Whenever you build in Visual Studio, when the compliation hits an error it cannot resolve it continues to compile. Now, this behaviour is pointless, the compiler KNOWS it's going to fail because its had a hard error. An error in compilation means that some part of the whole has failed. This, in all situations that matter, will mean the entire build failed.
Now, there is some small advantage in continuing anyway on an error, the reasons to continue are:
- To assertain the extent of the error (is this just an isolated error or is something seriously out of wack, like wrong toolset).
- Collect ALL the known errors ahead of time so they can be worked on as a batch instead of individually
- Firstly, at the point you hit an error your 100% going to have to resolve THAT error in the end anyway. Your not going to be able to look at any subsequent errors before hand realistically.
- Secondly, every error after the first one is increasingly unlikley to be a real error and is more likely to be the result of the first not being resolved. This is of course not 100% of the time, though usually even if you need to fix all the errors the first error's context is enough to figure out the rest.
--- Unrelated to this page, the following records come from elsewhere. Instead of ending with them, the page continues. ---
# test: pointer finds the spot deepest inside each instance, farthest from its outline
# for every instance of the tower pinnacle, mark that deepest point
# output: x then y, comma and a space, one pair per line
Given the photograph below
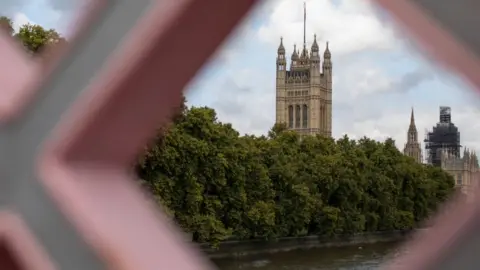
412, 119
304, 25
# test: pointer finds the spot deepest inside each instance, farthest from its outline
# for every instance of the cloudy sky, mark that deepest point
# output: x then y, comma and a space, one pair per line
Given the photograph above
379, 73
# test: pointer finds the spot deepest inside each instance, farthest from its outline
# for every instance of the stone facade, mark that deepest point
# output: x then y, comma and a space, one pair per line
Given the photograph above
465, 170
412, 147
304, 92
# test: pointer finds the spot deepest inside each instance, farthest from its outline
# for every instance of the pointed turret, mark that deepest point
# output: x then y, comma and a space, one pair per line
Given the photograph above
327, 54
412, 126
412, 147
281, 49
327, 63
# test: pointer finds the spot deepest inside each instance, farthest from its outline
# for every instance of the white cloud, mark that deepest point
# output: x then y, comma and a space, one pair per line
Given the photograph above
20, 19
374, 88
350, 26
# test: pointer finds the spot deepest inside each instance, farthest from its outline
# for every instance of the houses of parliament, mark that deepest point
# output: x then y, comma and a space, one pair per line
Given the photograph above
443, 149
304, 91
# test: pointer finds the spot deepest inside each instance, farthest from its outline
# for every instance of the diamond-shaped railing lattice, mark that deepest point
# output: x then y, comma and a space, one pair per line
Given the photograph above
133, 61
67, 191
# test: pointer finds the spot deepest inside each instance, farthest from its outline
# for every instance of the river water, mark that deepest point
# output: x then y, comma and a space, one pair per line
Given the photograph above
342, 258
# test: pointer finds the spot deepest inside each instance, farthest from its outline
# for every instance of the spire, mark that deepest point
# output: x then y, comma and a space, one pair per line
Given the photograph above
327, 54
295, 52
412, 119
315, 44
304, 25
281, 49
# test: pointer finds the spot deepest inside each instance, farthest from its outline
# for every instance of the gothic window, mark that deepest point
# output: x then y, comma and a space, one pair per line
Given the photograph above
290, 116
297, 116
305, 116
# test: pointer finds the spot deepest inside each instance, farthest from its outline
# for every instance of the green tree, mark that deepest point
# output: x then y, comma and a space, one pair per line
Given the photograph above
219, 185
35, 38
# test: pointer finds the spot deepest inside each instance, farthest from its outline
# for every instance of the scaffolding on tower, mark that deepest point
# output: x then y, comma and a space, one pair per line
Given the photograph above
444, 136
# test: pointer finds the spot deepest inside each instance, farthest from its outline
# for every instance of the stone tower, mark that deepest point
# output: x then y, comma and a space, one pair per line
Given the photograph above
412, 147
463, 169
304, 92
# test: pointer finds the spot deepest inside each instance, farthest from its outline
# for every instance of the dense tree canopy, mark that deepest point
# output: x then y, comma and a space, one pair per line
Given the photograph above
217, 184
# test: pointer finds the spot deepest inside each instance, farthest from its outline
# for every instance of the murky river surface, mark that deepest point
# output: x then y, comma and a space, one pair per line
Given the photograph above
344, 258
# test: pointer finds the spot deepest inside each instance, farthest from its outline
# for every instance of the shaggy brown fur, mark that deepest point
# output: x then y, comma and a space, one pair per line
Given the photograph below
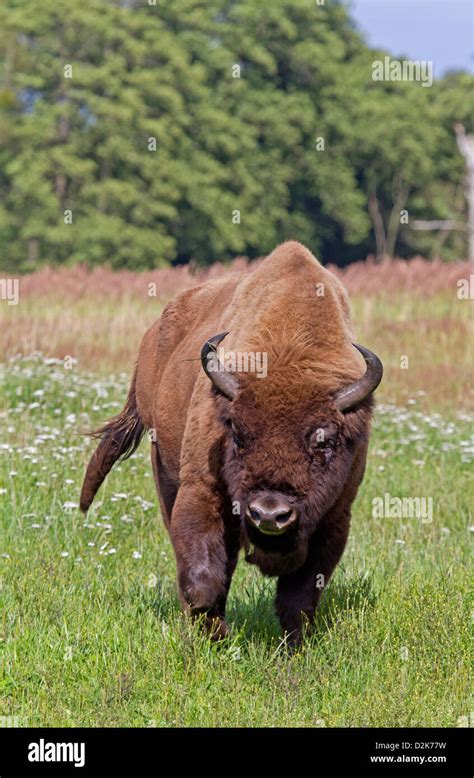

Now, bring in distributed compilation in the form of TFS and other solutions. Everytime, as a developer, I finish my work locally I need to push it to a build server to make it production ready. Now, the build server hits an error in the first 30 seconds, so I know my build has failed. YET, it still continues to process 20 minutes of bullshit work!
Now, Microsoft have an error limit in their code, its set to 100 compile errors. The problem is, usually when submitting a build to a build server their are one to five errors, also typically their are THOUSANDS of lines of code.
In 10+ years, people have queried Microsoft about allowing this build error limit to be configured, Microsoft ignored that. Now, with the drive through of open source (and underpaid software developers) people have made their own solutions to this issue. The problem is Microsoft are deliberately not solving it because millions of customers delayed by long build encourages more investment in software and hardware to try to mitigate this simple problem.